木曜日のつぶやき7・クイズ番組 - ピックアップコラム

2012年2月16日 00時05分
 

 ある日の晩、テレビをつけたら「芸能界インテリ軍団クイズ大会」なるものをやっていて、どこかで見た顔のオバサン(失礼!)が出ている。よく見たら、ある私立大学の学長だった。

 今の民放テレビは「アナウンサーカラオケ大会」だの「オネエ対決」だの安直番組が目白押しだが、このクイズ大会というのも安直の極み。困ったことに、安直さが極まるほど視聴率も上がるというから、テレビ局はやめられないのだろう。

 以前は、「アホバカタレント」や日本語もしっかり読めない若手女子アナらに漢字の読み方などを出題して、珍解答が出ると大いに盛り上がるという趣向が多かったそうだ。
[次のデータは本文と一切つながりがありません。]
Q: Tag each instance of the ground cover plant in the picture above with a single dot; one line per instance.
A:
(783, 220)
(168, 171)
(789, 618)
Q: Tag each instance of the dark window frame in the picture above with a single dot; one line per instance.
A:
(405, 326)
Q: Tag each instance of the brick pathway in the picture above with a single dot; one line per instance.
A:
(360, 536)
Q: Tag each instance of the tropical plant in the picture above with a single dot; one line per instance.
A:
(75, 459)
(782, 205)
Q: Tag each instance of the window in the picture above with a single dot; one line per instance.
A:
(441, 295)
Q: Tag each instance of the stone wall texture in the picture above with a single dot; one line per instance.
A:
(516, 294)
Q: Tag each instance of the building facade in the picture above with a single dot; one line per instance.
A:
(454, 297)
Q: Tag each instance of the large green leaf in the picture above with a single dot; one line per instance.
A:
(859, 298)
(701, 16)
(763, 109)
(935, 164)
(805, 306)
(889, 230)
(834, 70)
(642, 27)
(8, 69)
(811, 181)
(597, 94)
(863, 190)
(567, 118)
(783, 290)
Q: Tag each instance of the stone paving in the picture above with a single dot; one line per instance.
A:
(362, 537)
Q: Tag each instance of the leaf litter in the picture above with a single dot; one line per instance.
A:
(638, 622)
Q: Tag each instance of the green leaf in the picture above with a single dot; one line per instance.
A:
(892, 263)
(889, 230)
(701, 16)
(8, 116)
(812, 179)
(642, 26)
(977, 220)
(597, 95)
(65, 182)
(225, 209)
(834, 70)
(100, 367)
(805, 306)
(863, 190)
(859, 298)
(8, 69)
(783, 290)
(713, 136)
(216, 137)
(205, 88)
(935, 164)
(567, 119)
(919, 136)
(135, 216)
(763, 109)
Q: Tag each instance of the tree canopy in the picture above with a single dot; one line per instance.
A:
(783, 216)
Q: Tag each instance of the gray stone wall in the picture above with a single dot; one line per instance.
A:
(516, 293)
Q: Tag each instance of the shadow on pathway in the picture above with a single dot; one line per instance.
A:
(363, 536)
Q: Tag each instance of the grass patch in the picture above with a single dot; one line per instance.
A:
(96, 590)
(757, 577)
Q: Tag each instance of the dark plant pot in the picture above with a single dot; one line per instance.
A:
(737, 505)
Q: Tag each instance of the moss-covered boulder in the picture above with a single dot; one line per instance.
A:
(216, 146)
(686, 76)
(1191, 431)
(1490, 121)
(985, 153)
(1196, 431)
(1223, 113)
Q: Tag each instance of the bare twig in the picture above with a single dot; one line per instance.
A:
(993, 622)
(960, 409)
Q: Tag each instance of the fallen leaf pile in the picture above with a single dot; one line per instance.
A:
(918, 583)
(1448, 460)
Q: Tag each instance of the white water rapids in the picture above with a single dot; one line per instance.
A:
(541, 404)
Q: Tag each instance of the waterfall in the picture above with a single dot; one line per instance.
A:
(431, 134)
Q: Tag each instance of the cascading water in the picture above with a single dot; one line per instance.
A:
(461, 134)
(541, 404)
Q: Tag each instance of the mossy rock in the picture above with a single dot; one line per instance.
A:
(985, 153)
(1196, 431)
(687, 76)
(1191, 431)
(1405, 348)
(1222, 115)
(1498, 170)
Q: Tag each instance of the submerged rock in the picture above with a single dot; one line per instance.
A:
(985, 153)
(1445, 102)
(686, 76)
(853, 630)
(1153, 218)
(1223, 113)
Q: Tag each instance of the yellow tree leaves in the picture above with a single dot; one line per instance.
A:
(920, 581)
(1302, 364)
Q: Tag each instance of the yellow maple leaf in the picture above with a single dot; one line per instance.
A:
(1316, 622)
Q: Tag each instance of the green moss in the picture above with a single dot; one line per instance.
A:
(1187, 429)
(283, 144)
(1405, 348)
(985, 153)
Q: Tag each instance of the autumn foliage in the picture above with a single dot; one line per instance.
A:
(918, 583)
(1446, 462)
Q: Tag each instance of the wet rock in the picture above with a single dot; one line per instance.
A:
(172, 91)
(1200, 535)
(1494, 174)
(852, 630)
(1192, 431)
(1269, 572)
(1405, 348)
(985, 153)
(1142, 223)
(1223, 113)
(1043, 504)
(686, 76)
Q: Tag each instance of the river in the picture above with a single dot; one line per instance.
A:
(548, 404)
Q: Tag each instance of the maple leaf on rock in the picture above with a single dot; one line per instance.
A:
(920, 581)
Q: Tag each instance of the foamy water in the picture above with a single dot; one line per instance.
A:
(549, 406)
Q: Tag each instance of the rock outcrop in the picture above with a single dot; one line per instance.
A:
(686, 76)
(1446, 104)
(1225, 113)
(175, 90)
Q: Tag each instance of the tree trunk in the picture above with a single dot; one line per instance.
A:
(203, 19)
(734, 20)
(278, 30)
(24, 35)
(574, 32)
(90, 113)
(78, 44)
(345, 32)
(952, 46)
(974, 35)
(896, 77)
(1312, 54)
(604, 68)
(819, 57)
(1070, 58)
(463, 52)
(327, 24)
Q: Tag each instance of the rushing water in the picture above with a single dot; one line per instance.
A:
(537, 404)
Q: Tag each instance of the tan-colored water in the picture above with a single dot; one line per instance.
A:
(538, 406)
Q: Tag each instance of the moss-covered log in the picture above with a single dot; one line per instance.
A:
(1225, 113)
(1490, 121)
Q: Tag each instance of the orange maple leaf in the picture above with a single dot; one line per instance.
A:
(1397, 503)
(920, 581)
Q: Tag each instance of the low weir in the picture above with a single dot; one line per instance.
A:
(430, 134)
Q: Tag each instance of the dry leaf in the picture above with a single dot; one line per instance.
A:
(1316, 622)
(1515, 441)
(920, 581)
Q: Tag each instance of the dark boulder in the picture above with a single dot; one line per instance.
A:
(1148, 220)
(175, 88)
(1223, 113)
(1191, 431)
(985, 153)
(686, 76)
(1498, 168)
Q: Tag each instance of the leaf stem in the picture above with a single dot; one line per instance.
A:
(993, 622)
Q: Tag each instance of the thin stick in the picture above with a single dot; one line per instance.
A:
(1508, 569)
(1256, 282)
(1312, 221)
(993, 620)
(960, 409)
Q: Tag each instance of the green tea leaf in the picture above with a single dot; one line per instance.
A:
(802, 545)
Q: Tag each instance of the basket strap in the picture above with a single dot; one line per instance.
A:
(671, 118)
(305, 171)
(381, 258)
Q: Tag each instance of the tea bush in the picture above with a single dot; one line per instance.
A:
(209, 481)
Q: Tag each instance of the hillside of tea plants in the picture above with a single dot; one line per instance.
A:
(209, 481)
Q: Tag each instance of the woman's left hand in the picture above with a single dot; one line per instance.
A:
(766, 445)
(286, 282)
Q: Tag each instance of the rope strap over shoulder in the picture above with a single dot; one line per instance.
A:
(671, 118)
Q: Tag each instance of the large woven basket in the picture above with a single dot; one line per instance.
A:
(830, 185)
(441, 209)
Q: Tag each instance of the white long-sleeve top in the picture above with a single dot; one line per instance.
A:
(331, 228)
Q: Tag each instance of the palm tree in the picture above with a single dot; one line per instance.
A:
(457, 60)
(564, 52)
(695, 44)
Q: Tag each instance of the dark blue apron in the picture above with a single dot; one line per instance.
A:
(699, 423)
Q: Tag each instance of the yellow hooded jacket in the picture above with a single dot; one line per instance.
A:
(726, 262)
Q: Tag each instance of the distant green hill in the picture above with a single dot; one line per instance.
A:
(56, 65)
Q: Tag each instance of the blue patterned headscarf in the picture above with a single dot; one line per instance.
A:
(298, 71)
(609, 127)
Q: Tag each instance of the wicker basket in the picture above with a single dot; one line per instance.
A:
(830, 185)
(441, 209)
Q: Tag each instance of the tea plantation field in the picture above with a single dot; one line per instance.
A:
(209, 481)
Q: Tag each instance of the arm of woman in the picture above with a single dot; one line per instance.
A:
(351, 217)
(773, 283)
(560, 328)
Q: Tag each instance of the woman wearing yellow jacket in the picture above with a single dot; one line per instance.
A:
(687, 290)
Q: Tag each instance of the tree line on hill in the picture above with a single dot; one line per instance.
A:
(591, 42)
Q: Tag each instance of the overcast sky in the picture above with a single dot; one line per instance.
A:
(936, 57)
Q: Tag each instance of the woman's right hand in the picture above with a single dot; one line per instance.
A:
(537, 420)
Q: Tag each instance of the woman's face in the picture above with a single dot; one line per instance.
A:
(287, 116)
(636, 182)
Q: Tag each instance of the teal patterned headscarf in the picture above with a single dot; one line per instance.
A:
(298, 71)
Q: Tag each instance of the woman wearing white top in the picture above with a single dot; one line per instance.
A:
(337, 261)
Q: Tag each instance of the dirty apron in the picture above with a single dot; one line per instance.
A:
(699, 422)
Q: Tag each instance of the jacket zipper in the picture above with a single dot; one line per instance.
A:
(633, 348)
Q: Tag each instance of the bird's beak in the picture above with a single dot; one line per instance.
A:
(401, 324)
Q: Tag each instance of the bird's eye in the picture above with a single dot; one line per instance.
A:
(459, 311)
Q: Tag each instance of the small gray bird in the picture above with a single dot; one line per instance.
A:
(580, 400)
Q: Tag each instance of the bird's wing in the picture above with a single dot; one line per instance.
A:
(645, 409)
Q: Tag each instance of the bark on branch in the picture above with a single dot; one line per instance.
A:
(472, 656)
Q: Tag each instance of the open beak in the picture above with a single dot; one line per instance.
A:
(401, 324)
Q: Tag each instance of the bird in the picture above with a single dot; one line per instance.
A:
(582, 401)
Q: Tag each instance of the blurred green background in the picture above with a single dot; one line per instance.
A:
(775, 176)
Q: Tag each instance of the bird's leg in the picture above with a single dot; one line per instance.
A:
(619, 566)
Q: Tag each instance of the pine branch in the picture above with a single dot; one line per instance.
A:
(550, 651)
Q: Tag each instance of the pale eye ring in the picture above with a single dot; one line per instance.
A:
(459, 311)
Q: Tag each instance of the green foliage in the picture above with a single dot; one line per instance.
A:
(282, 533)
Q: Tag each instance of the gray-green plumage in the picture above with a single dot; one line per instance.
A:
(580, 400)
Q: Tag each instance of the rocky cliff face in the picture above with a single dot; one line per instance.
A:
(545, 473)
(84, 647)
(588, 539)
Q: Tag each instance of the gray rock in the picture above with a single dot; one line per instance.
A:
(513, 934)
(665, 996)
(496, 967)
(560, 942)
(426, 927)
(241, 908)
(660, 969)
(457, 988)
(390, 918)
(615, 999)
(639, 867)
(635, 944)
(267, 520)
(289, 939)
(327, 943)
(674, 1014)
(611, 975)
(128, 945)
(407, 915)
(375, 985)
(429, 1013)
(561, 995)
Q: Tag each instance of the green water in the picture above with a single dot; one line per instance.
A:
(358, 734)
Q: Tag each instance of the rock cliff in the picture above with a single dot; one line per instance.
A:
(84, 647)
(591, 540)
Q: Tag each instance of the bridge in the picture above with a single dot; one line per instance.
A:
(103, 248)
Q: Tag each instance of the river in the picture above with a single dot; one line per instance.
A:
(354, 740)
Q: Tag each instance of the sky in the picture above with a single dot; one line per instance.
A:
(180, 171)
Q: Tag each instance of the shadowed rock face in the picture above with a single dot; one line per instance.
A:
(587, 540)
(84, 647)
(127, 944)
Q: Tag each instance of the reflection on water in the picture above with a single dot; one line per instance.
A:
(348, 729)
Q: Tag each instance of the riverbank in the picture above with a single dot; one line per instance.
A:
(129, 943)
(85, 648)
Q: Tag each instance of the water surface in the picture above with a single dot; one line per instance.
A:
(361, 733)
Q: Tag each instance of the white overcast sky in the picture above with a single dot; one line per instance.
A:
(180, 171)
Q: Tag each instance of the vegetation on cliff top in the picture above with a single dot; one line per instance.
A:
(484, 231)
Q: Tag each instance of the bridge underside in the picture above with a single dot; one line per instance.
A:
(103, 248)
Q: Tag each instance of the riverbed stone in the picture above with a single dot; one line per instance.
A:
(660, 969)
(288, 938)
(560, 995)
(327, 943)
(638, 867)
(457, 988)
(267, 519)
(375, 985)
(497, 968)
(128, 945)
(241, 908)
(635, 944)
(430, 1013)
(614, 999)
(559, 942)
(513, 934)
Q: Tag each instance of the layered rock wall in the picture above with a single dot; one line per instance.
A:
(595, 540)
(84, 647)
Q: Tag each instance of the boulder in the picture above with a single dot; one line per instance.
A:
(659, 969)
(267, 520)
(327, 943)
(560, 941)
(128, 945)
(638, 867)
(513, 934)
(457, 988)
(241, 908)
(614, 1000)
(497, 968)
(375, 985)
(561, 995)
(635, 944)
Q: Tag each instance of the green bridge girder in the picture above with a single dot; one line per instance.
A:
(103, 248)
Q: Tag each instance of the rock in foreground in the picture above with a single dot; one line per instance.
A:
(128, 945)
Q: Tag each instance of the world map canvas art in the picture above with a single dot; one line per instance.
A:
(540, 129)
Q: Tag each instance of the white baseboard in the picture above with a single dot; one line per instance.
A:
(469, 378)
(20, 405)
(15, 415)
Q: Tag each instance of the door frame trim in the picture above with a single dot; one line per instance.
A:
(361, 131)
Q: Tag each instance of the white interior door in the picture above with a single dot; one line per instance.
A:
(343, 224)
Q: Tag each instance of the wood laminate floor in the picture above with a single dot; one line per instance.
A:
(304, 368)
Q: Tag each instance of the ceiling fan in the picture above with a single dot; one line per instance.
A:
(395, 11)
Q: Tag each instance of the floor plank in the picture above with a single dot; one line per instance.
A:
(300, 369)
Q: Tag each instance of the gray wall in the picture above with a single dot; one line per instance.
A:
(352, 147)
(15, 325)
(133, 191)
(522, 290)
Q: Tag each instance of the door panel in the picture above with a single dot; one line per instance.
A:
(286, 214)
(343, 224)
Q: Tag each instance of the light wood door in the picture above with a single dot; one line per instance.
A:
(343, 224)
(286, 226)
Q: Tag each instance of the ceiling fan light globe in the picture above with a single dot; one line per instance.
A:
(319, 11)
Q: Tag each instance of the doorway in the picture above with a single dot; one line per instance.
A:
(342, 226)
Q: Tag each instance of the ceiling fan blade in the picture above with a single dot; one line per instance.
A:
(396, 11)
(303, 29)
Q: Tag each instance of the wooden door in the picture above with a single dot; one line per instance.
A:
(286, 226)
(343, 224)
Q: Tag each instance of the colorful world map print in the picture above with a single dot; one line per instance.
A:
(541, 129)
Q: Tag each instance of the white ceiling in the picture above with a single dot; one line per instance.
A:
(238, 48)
 ところが、最近の芸能界は一流大学を出たインテリが多くなり、問題もそれなりに“難問”が増えているとか。そんなインテリ芸人に対抗意識を燃やす大卒のパパママが、お茶の間で結構熱くなって解答の速さを競うんだそうです。その結果、視聴率もアップする。

 速く解答できるということは詰め込み教育の結果であり、「鎌倉幕府の成立=1192年(イイクニツクロウ)」といった方法で覚えた受験勉強の成果に他ならない。「知識は力なり」というが、まあ、知らないよりは知っている方がよいには違いない。

 しかし、「イイクニツクロウ」で終わっていたら、なぜ鎌倉幕府がこの年に成立したのかわからない。その結果、現在は定説になっている1185年成立説の理由もわからない。歴史を読み解く力にはならないのだ。

 だから、大学のトップがそんな番組に出るのはいかがなものか。大学というところは「イイクニツクロウ」を教える場所ではなく、「1185年説」と「イイクニツクロウ」を比較研究する場所ではないだろうか。いくら学生の数が減って、トップが人寄せパンダになって頑張らなければならないとしても、それで入学する学生は「イイクニツクロウ」どまりになるだろう。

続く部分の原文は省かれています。